Yesterday, I dived in a water body after a 5 year gap. I thought I still knew how to swim. I didn't hesitate at all diving into the pool. Call it my bad luck, I jumped into 6ft depth of water. I just couldn't come up! I was surprised at myself. Luckily I was near the shore. I quickly grabbed the railing and some good fellows passed on their hands to me. I grabbed it quickly and pulled myself up. I just couldn't swim at all.

Anyway, as I had learnt my lesson pretty badly, I knew it wasn't the same as before. I had to take sometime to ease my body. So then, I moved to 5 ft depth and started adapting there. Later in the day, I was able to swim ok. We swam for about an hour. By the end of the day, we both were tired like hell. When coming home in the bus, I felt asleep standing!

Back and home, I didn't have energy to move around at all. I checked my temperature. I had high fever. I took some snacks. I sweat a lot as it was quite hot. Then my temperature came down.

I still haven't recovered fully from my unknown disease. The doctors couldn't diagnose what is happening to me. I have become thinner but am now gaining some weight. :>

Anyway, that was my yesterday's rendezvous with myself.

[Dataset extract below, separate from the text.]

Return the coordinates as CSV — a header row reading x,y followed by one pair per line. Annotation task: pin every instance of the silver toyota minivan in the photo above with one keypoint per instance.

Next time I go swimming, I'll first adapt myself to water and then take swim like hell.

Sunday, June 12, 2005

LIFE MATHEMATICS!!!!

OFFICE ARITHMETIC
Smart boss + smart employee = profit
Smart boss + dumb employee = production
Dumb boss + smart employee = promotion
Dumb boss + dumb employee = overtime


ROMANCE MATHEMATICS
Smart man + smart woman = romance
Smart man + dumb woman = affair
Dumb man + smart woman = marriage
Dumb man + dumb woman = pregnancy

SHOPPING MATH
A man will pay $2 for a $1 item he needs.
A woman will pay $1 for a $2 item that she doesn't need.

GENERAL EQUATIONS & STATISTICS
A woman worries about the future until she gets a husband.
A man never worries about the future until he gets a wife.
A successful man is one who makes more money than his wife can spend.
A successful woman is one who can find such a man.

HAPPINESS
To be happy with a man, you must understand him a lot and love him a little.
To be happy with a woman, you must love her a lot and not try to understand her at all.

LONGEVITY
Married men live longer than single men do, but married men are a lot more willing to die.

PROPENSITY TO CHANGE
A woman marries a man expecting he will change, but he doesn't.
A man marries a woman expecting that she won't change, and she does.

DISCUSSION TECHNIQUE
A woman has the last word in any argument.
Anything a man says after that is the beginning of a new argument.

HOW TO STOP PEOPLE FROM BUGGING YOU ABOUT GETTING MARRIED
Old aunts used to come up to me at weddings, poking me in the ribs and cackling, telling me, "You're next." They stopped after I started doing the same thing to them at funerals.